L'an dernier, déjà, THE WALL STREET JOURNAL avait laissé entendre que Téhéran envoyait des réfugiés afghans sur le sol syrien. Ce que la République islamique avait aussitôt démenti. Cette fois-ci, les autorités iraniennes n'ont pas immédiatement réagi aux nouvelles informations diffusées par THE GUARDIAN et repérées par le site Big Browser. En revanche, le quotidien britannique cite des agences de presse nationales iraniennes, qui font état de 200 morts au sein de la division Fatimiyoun, au sein de laquelle sont recrutés ces réfugiés.

Enfin s'agissant à présent du crash de l'Airbus A321 de la compagnie russe Metrojet dans le Sinaï, tous les regards se tournent désormais vers l’aéroport égyptien de Charm el-Cheikh.
C'est de là que l'appareil a décollé.
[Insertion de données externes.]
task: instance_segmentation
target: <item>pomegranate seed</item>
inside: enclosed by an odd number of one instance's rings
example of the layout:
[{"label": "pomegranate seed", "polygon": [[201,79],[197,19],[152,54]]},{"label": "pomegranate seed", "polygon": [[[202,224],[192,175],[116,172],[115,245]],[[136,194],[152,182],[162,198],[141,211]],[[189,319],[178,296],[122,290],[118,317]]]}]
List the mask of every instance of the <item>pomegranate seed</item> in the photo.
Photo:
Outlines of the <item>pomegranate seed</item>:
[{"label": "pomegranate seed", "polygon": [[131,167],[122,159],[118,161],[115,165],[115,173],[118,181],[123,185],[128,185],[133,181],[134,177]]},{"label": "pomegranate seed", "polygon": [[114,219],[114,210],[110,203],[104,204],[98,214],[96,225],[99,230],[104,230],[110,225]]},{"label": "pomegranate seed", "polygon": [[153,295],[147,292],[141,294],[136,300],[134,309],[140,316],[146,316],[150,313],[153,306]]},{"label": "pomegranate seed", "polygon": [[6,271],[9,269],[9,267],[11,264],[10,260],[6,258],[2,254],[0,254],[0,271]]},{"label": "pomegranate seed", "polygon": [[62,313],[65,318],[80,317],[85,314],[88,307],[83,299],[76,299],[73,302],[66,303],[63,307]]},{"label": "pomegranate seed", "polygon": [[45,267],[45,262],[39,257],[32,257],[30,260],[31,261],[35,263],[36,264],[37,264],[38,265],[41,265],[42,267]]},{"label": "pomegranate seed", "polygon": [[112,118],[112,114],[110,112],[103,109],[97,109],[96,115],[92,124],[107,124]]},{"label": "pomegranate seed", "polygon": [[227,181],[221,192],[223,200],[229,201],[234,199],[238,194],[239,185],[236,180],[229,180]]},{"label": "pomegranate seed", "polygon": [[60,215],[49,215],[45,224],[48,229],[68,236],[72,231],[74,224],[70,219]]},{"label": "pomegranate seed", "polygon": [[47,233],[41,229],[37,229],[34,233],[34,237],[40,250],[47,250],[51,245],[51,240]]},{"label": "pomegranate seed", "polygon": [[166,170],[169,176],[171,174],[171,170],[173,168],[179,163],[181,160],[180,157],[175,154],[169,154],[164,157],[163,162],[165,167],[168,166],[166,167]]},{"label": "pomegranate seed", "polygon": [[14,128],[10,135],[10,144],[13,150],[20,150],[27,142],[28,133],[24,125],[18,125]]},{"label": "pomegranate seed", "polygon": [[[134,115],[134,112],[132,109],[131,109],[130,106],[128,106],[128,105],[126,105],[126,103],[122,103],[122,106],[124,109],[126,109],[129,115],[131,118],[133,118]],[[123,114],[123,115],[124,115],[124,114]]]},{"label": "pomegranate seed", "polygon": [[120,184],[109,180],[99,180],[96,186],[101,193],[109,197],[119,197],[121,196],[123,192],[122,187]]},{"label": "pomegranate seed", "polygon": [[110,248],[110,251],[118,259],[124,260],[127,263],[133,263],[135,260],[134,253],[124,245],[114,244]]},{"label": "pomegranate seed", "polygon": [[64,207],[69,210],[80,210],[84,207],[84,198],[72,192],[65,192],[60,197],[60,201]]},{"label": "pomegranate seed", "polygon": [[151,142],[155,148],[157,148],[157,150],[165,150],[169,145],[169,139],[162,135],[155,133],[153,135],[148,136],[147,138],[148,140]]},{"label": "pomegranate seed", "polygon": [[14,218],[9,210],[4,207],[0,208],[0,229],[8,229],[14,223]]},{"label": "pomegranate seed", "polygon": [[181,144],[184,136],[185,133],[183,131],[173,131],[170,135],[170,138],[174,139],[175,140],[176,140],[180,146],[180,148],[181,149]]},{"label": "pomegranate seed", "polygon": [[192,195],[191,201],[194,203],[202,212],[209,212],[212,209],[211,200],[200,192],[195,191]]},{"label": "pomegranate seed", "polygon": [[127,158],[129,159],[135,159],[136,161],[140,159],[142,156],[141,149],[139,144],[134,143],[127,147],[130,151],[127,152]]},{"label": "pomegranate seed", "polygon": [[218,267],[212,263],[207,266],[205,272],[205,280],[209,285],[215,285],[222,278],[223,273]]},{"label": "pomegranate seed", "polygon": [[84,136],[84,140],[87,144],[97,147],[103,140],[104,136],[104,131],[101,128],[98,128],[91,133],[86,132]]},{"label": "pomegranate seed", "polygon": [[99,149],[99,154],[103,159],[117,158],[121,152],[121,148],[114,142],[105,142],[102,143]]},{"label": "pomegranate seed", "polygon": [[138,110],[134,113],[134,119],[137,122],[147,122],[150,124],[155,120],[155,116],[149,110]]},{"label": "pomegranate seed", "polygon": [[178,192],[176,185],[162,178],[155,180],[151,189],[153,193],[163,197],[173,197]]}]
Or si l'hypothèse d'un attentat à la bombe se confirme, ainsi que le laissent entendre à présent les services de renseignement américains, cela signifie qu’un terroriste est parvenu à introduire une bombe dans l’avion, soit au moment d’embarquer, soit avant le décollage.

Et comme pour appuyer cette hypothèse, la chaîne américaine CNN, citée par le magazine Slate, pointe la porosité des contrôles de sécurité à l’aéroport de Charm el-Cheikh. Un officiel américain rapporte notamment que, si un engin explosif a été introduit dans l’avion, les États-Unis ne pensent pas qu’il a été conçu pour échapper aux procédures de sécurité de l’aéroport, mais plutôt que l’homme qui l’a introduit dans l’appareil a profité d’une faille dans le système de sécurité, voire d’une complicité au sein de l’aéroport, souligne toujours le site de CNN. De son côté, le quotidien du Caire THE POST, annonce lui que le directeur de l’aéroport va être prochainement remplacé. En revanche, selon les mots du ministre de l’Aviation égyptien, ce départ n'aurait aucun lien avec le crash. il s'agirait tout simplement d'une retraite planifiée.